当然の反応


「ば、莫迦! バッシュ! 勝手を言うな!」


 と真っ先に文句を言ったのは、意外にも魔王の方だった。


「そんな約束、私はしてない!」

「ええっ!? で、でもほら、俺が天魔宮に出頭したら……っ」

「外交交渉に応じると言ったんだ! け、結婚するとかしないとかは、おまえがひとりで勝手に……その、明確に否定しなかった私にも、落ち度はあるが……」


 うにゃうにゃと言いよどむ。灰色の頬がロギア花みたいに赤くなった。彼女がバッシュを憎からず想っていることは、もはや誰の目にも明らかだった。

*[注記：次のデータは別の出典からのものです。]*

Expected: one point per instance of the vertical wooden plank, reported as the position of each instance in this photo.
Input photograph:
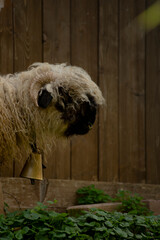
(56, 34)
(27, 42)
(131, 93)
(108, 77)
(153, 104)
(6, 61)
(84, 54)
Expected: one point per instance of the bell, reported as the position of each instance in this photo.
(33, 167)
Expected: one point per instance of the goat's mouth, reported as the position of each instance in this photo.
(84, 120)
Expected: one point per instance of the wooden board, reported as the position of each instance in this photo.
(27, 42)
(131, 93)
(153, 104)
(108, 80)
(6, 61)
(19, 194)
(56, 49)
(84, 53)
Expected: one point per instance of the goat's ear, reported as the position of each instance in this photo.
(44, 98)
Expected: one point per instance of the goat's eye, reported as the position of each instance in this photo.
(44, 98)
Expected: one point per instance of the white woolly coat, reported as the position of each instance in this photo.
(22, 121)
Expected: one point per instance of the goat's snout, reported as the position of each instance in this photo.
(84, 118)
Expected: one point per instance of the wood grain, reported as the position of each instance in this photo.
(153, 104)
(84, 36)
(56, 49)
(131, 93)
(6, 63)
(27, 42)
(108, 80)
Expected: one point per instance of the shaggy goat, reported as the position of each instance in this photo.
(44, 102)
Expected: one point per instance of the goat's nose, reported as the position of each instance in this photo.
(84, 120)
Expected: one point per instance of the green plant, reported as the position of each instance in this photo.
(130, 203)
(90, 194)
(41, 224)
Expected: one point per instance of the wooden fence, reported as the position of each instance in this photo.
(103, 37)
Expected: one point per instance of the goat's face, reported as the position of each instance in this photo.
(71, 92)
(79, 116)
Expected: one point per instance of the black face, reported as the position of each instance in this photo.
(80, 116)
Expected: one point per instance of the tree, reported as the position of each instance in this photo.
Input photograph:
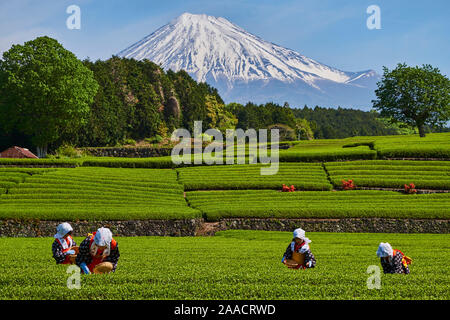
(44, 91)
(304, 129)
(418, 96)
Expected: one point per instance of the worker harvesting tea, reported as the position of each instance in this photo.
(99, 253)
(64, 247)
(392, 260)
(298, 254)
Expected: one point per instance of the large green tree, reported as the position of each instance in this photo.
(45, 91)
(416, 96)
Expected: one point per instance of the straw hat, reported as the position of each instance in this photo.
(104, 267)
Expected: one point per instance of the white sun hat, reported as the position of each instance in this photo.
(103, 237)
(63, 229)
(385, 250)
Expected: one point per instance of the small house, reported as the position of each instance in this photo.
(17, 152)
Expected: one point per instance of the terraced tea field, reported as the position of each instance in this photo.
(319, 204)
(303, 176)
(232, 265)
(93, 194)
(391, 174)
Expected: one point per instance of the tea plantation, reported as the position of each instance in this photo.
(232, 265)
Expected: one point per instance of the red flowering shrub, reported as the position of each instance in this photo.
(411, 188)
(288, 189)
(348, 185)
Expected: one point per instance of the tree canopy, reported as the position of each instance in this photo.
(416, 96)
(44, 91)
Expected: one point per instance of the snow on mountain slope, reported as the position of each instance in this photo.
(216, 51)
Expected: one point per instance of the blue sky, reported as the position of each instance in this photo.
(329, 31)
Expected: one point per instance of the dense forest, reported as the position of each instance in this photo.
(138, 100)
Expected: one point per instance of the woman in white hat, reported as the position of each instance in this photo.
(298, 254)
(99, 253)
(64, 248)
(392, 260)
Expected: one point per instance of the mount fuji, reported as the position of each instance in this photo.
(244, 67)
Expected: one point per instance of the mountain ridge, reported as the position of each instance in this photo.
(245, 67)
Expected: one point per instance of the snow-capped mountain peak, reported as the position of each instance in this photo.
(215, 50)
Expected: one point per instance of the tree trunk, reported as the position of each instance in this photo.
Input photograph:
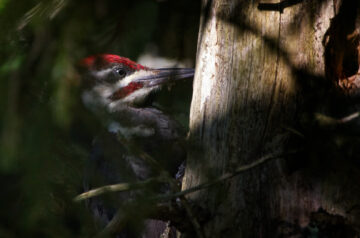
(260, 76)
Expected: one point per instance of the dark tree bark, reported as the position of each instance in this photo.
(260, 79)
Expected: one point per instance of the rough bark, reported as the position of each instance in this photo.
(258, 69)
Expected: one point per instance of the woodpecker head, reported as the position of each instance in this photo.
(112, 81)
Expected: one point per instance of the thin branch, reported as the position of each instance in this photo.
(120, 187)
(224, 177)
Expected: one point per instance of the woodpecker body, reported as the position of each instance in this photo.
(116, 89)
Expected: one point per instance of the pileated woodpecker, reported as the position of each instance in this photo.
(117, 90)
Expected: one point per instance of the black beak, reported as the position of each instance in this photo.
(165, 75)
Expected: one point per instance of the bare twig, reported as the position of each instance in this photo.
(120, 187)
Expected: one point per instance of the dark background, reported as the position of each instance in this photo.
(45, 133)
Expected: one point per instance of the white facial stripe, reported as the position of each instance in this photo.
(130, 78)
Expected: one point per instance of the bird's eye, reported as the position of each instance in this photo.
(121, 72)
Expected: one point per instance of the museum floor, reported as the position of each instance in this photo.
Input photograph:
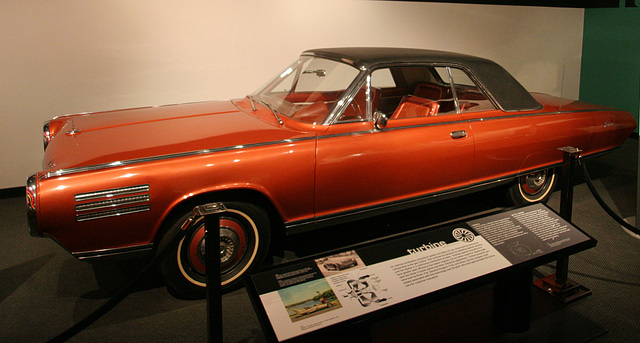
(43, 290)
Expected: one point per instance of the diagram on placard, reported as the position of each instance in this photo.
(366, 289)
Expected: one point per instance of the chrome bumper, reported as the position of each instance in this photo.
(32, 207)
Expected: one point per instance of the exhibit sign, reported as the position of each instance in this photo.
(311, 294)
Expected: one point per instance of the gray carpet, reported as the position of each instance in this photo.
(43, 290)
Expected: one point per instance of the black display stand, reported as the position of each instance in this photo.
(345, 291)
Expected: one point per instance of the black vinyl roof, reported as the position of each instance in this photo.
(506, 91)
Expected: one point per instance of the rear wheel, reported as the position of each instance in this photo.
(244, 241)
(533, 187)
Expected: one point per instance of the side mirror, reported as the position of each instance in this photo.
(381, 121)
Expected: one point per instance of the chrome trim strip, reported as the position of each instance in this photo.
(115, 252)
(62, 172)
(112, 213)
(109, 193)
(366, 212)
(112, 203)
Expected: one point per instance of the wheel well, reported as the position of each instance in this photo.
(248, 196)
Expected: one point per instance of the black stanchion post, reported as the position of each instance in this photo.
(559, 285)
(569, 157)
(212, 262)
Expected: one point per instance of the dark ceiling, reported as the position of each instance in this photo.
(549, 3)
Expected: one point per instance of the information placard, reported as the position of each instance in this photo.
(305, 296)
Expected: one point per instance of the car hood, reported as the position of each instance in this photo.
(123, 135)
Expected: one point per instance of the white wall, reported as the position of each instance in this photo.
(67, 56)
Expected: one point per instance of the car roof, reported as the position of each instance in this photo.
(505, 90)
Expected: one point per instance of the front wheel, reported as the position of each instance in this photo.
(533, 187)
(244, 241)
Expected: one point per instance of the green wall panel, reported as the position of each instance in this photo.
(610, 73)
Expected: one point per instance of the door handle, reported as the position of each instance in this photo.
(458, 134)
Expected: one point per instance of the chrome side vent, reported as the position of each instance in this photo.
(110, 193)
(112, 213)
(112, 202)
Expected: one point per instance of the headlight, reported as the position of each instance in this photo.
(46, 135)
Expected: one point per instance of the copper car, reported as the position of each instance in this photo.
(338, 135)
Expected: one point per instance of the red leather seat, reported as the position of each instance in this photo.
(413, 106)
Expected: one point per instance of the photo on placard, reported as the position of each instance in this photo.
(309, 299)
(339, 262)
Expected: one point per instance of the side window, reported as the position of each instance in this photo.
(409, 92)
(470, 97)
(423, 91)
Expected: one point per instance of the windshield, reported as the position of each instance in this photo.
(308, 89)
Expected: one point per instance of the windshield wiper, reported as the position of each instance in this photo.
(275, 113)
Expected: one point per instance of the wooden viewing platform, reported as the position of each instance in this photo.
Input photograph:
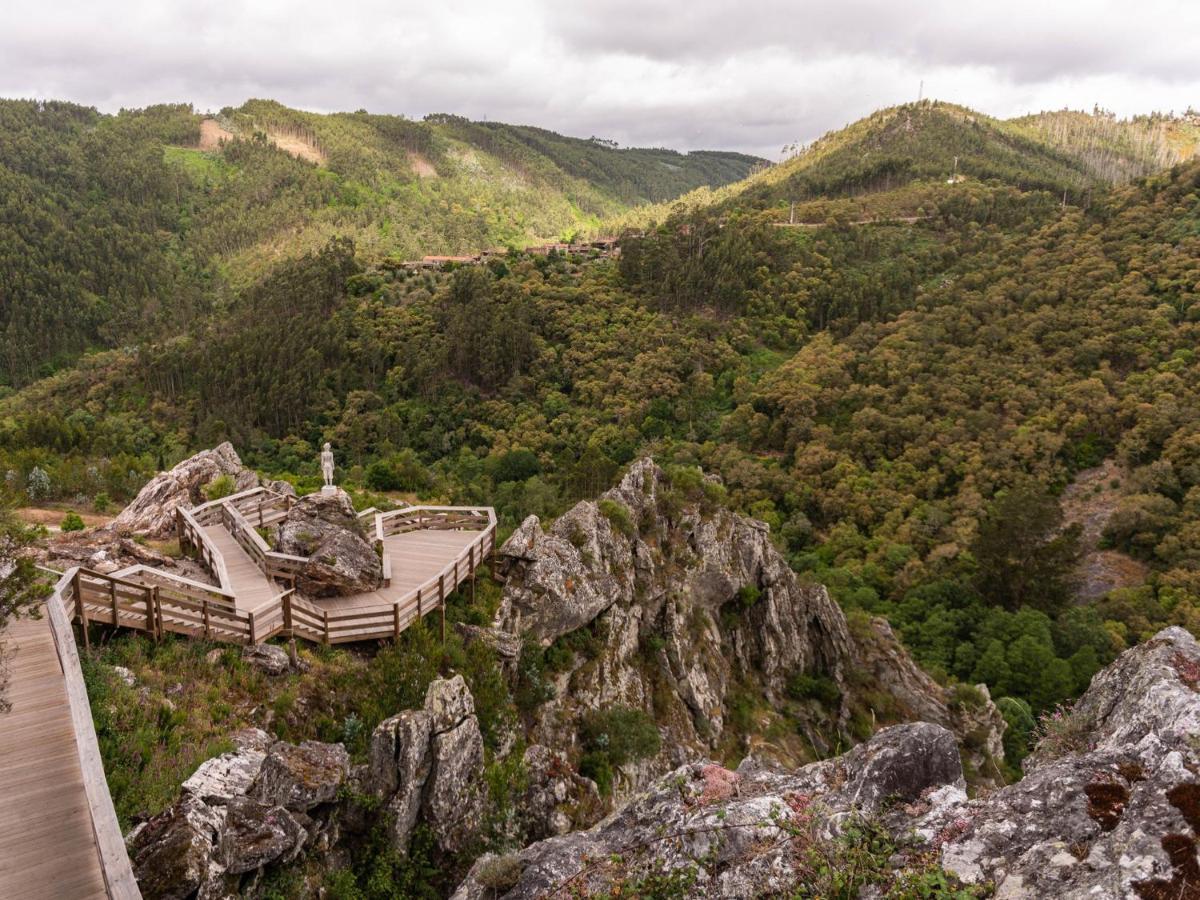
(59, 834)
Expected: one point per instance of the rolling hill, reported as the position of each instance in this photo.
(117, 228)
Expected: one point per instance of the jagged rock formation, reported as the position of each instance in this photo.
(1109, 808)
(429, 763)
(153, 511)
(325, 528)
(103, 550)
(263, 803)
(1110, 802)
(687, 600)
(742, 833)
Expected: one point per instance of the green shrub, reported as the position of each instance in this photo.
(618, 516)
(748, 595)
(220, 486)
(615, 737)
(501, 874)
(814, 687)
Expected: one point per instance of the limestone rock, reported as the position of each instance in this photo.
(682, 597)
(172, 855)
(430, 763)
(1110, 808)
(735, 828)
(153, 511)
(267, 658)
(449, 702)
(324, 528)
(454, 798)
(257, 834)
(220, 780)
(400, 763)
(301, 777)
(507, 645)
(556, 798)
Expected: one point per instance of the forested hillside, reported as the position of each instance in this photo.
(903, 401)
(118, 228)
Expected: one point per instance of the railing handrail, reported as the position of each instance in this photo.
(168, 576)
(114, 859)
(198, 533)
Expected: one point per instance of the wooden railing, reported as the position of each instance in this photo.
(273, 563)
(114, 861)
(159, 603)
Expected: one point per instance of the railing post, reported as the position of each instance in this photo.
(81, 612)
(157, 611)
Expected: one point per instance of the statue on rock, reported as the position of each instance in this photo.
(327, 468)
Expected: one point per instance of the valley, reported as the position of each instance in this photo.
(889, 449)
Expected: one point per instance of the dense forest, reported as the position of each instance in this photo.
(901, 389)
(121, 228)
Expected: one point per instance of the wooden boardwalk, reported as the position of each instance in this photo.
(251, 588)
(47, 845)
(59, 834)
(417, 559)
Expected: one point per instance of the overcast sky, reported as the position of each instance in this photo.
(699, 73)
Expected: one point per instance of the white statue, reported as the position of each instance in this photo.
(327, 466)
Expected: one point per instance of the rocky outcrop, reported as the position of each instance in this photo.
(267, 658)
(1109, 808)
(1110, 802)
(429, 763)
(103, 550)
(261, 804)
(324, 528)
(733, 834)
(683, 600)
(153, 511)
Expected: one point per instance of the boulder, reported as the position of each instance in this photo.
(301, 777)
(738, 832)
(1110, 803)
(682, 598)
(257, 834)
(223, 778)
(173, 853)
(454, 796)
(429, 763)
(153, 511)
(556, 798)
(267, 658)
(324, 528)
(449, 702)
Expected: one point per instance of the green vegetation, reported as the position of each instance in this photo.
(612, 738)
(83, 195)
(901, 402)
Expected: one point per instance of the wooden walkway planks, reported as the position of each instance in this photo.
(251, 587)
(417, 558)
(47, 845)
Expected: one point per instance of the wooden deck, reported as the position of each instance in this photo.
(47, 845)
(251, 588)
(59, 834)
(417, 559)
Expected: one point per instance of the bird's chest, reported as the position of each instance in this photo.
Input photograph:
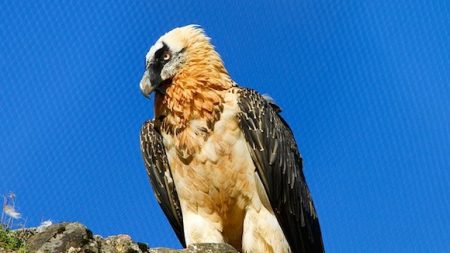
(216, 177)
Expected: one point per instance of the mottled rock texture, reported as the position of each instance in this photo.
(75, 237)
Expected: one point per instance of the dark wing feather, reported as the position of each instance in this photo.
(158, 170)
(280, 167)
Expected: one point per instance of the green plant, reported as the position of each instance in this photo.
(8, 241)
(8, 238)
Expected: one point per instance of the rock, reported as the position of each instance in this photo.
(75, 238)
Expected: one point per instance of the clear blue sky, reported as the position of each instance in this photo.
(364, 84)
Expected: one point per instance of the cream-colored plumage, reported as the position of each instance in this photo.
(206, 174)
(218, 189)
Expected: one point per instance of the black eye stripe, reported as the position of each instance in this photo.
(159, 54)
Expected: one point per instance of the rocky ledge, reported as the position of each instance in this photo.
(75, 237)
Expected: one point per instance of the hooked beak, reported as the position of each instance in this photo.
(149, 82)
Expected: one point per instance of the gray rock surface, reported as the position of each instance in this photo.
(75, 237)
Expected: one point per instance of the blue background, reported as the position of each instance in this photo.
(364, 84)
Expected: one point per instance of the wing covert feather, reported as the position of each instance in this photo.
(158, 170)
(279, 165)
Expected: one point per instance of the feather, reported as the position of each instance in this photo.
(279, 166)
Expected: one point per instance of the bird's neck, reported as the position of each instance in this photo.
(194, 94)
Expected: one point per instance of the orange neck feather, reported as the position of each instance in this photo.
(196, 92)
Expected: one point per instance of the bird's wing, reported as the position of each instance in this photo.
(158, 170)
(279, 165)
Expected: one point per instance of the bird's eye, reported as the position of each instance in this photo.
(166, 56)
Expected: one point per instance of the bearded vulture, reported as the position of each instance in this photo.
(224, 165)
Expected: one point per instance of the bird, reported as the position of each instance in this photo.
(223, 163)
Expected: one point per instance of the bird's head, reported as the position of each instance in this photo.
(174, 53)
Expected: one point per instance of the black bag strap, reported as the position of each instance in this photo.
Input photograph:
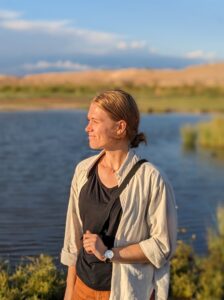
(117, 193)
(131, 173)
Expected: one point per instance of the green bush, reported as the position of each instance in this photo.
(184, 273)
(208, 134)
(38, 279)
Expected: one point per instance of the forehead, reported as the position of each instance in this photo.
(96, 112)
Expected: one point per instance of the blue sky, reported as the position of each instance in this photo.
(42, 36)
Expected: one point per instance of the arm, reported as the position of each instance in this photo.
(129, 254)
(72, 243)
(70, 282)
(161, 218)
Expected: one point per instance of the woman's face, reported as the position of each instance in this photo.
(101, 129)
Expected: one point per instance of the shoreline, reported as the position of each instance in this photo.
(76, 108)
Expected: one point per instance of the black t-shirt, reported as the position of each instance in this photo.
(94, 200)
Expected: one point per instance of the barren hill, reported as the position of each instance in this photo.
(206, 75)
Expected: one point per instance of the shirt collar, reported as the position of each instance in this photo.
(125, 167)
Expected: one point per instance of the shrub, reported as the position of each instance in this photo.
(38, 279)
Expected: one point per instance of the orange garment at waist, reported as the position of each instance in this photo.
(83, 292)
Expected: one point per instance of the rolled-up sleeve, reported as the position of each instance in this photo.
(162, 222)
(73, 231)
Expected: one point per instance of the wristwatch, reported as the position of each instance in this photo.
(108, 255)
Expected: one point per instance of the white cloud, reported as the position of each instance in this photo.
(9, 14)
(127, 45)
(65, 65)
(23, 25)
(200, 54)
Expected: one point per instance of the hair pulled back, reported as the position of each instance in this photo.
(121, 106)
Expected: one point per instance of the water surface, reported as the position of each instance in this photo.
(38, 153)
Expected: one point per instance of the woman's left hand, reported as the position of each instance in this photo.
(93, 244)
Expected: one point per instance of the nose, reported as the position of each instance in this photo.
(88, 127)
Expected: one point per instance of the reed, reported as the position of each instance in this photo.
(208, 134)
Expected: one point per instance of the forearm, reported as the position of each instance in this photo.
(129, 254)
(71, 276)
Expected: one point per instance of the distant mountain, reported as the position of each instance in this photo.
(206, 75)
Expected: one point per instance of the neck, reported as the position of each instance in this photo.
(114, 159)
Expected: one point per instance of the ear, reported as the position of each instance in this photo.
(121, 128)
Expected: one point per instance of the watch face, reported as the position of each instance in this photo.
(109, 254)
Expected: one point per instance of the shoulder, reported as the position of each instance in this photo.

 それはバッシュにも伝わったようだ。付き合いたての恋人みたいな、甘酸っぱい沈黙が訪れる。対して、それ以外の者が醸す沈黙は重く、硬く、冷たかった。


 勇者の仲間が受けた衝撃は、大きい。

 魔族の側も、そのはずだ。相変わらず姿は見えないものの、周辺に動揺が満ちている。成り行きを見守っているだろう魔界の貴族たちは、この事態をどう思っただろう?


「……襲ってくるまで手を出すなって……そういうこと」


 抑揚の消えた声音で、アイがつぶやいた。


「……馬鹿にしないで!」


 感情が破裂したような、鋭い叫び。


 一瞬後、バッシュを見上げたアイは、目に一杯、涙を溜めていた。

 裏切られたような顔をしている。これにはバッシュも狼狽した。


「魔族と講和するなら、それでもいいよ……! だけど――そんな大事なこと、バッシュはひとりで決めちゃったの?」

「それは……」

「わたしたちの知らないところで? 仲間にひと言の相談もなく?」


 いかにもばつが悪そうに、バッシュは目をそらした。


「……レェンと二人で決めました」

「バカタレなの!? もっとひどいでしょバッシュの馬鹿! あんぽんたん!」


 わーん! と泣き出すアイを、マウサがそっと胸に抱いた。


「見損なったわよ、バッシュ」


 流し目気味の半眼で、刺すような視線を寄越す。


「一緒に旅した私たちを捨てて、魔族の側につくなんて」

「そうじゃない! これは世界のために必要なことなんだ!」

「聞く耳持たないわ。――貴女も何か言ってやりなさい、エルト」


 おし黙ったままの聖女を振り向き、うながす。


「我慢することないわ。魔族は神の敵――大地を穢し、天理を歪め、聖地を狙う侵略者。魔族との講和なんて、そんな馬鹿げた背信を、教団は赦さないわよね?」


 エルトはぎゅっと、神官服の布地を握った。

 肩を小刻みに震わせ、あふれそうな激情を抑圧しながら、丁寧に言葉をつむぐ。


「バッシュ様のおっしゃることは……わかりました。主は魔族をお赦しにはなりませんが、彼らがもし邪教の思想を捨て、主の教えに帰依すると言うなら……講和はあり得るかもしれません……ですけれど!」


 きつく閉じたまぶたから、涙の粒が幾つも飛び散る。


「かと言って、結婚はおかしいです!!」


 育ちがよく、穏やかで、終始にこにこしているような聖女が、こんなふうに声を荒らげたのは、これが初めてのことだった。


 我慢の子が爆発するのが一番怖い。その迫力にバッシュはたじろぎ、アイとマウサは力を得て勢いづいた。


「そうだよ! 色々すっ飛ばしすぎ!」

「停戦が目的なら、同盟でも不戦条約でもいいはずよ!」


 ぎゃんぎゃんと攻め立てられ、バッシュは鼻白んだ。敵の本拠地で何をやっているのかという話だが、当人たちは至って真剣である。


 実際、これは人類の行く末を左右する、歴史上最も重要な痴話喧嘩だった。